"La boue a tout emporté sur son passage : les maisons, les voitures...", se souvient Chakarbek Kourbonbekov, un villageois de 60 ans, plus d'un mois plus tard. "Ceux qui ont pu se sont échappés vers des terrains en hauteur, on n'avait pas le temps de réfléchir", poursuit-il, joint au téléphone par l'AFP.
Le villageois tadjik en est persuadé : le 16 juillet, il ne doit sa survie qu'à sa propre chance. Au total, coulées de boues en série et inondations ont fait au moins 12 morts et détruit une centaine de maisons dans l'est de l'ex-république soviétique.
Le phénomène, conséquence d'une vague de chaleur qui a débuté ce jour-là, témoigne des bouleversements écologiques en cours en Asie centrale, une région pour laquelle les réserves d'eau apportées par les glaciers sont vitales.
Ces glaciers du massif du Pamir au Tadjikistan et des monts Tian au Kirghizstan alimentent les fleuves Amou-Daria et Syr-Daria, qui jouent un rôle stratégique dans la région en permettant depuis des siècles l'irrigation des terres agricoles. Mais selon une étude publiée récemment par le centre de recherches allemand GFZ, le volume des glaciers des monts Tian diminue actuellement quatre fois plus vite que la moyenne de ces dernières décennies.

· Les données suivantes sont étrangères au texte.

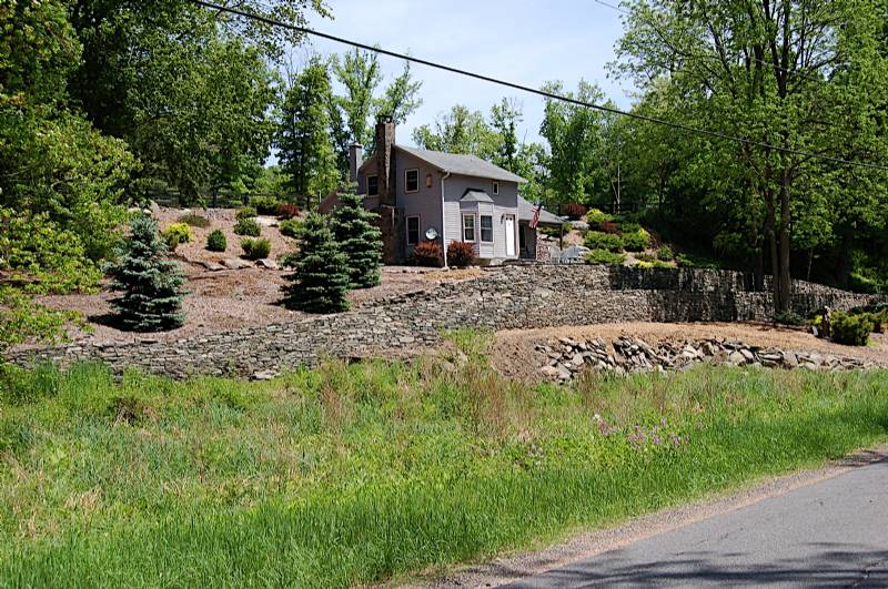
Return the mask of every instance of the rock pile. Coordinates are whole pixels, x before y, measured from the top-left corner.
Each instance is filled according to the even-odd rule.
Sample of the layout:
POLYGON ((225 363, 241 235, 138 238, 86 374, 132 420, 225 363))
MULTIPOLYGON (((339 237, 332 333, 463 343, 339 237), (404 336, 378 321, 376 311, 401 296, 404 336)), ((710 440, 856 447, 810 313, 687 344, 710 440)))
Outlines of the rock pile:
POLYGON ((808 368, 811 370, 850 370, 871 368, 872 364, 817 352, 791 352, 761 348, 739 341, 707 338, 698 341, 663 341, 649 345, 644 339, 618 337, 576 341, 561 337, 537 344, 546 356, 539 372, 552 380, 569 380, 585 369, 608 370, 618 375, 639 372, 682 370, 707 362, 727 366, 764 366, 766 368, 808 368))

Pour ces experts, ces glaciers, après avoir fondu d'un quart depuis 1961, auront totalement disparu d'ici 2050.
Les signes de réchauffement de cette chaîne montagneuse au carrefour du Kirghizstan, du Kazakhstan, de l'Ouzbékistan et de la Chine, sont criants dans les stations de ski de la région, qui datent souvent de la période soviétique.
La saison devient plus courte chaque année faute de neige et de températures assez froides et la saison de sports d'hiver, qui commençait encore dans les années 1990 début décembre, ne peut désormais être lancée qu'à l'approche du Nouvel An.
Au Kazakhstan, la fonte des glaces a conduit en juillet à la saturation d'un barrage, provoquant des inondations aux portes de la plus grande ville du pays, Almaty, et privant 3.000 personnes d'électricité.
Pour Piotr Plekhanov, ancien directeur de l'Institut d'hydrologie et de géo-écologie du Kazakhstan, l'Asie centrale doit se préparer à vivre ce genre de situations de plus en plus souvent. "Les plus riches comme le Kazakhstan seront capables de mieux y faire face. Les plus pauvres comme le Kirghizstan ou le Tadjikistan, avec de vastes montagnes et peu d'argent, sont plus vulnérables", prévient-il, interrogé par l'AFP.
A l'époque soviétique, le partage des eaux en Asie centrale était décidé à Moscou, mais le système a éclaté avec l'indépendance des cinq pays de la région en 1991, faisant craindre que la rivalité pour cette ressource ne dégénère en conflits.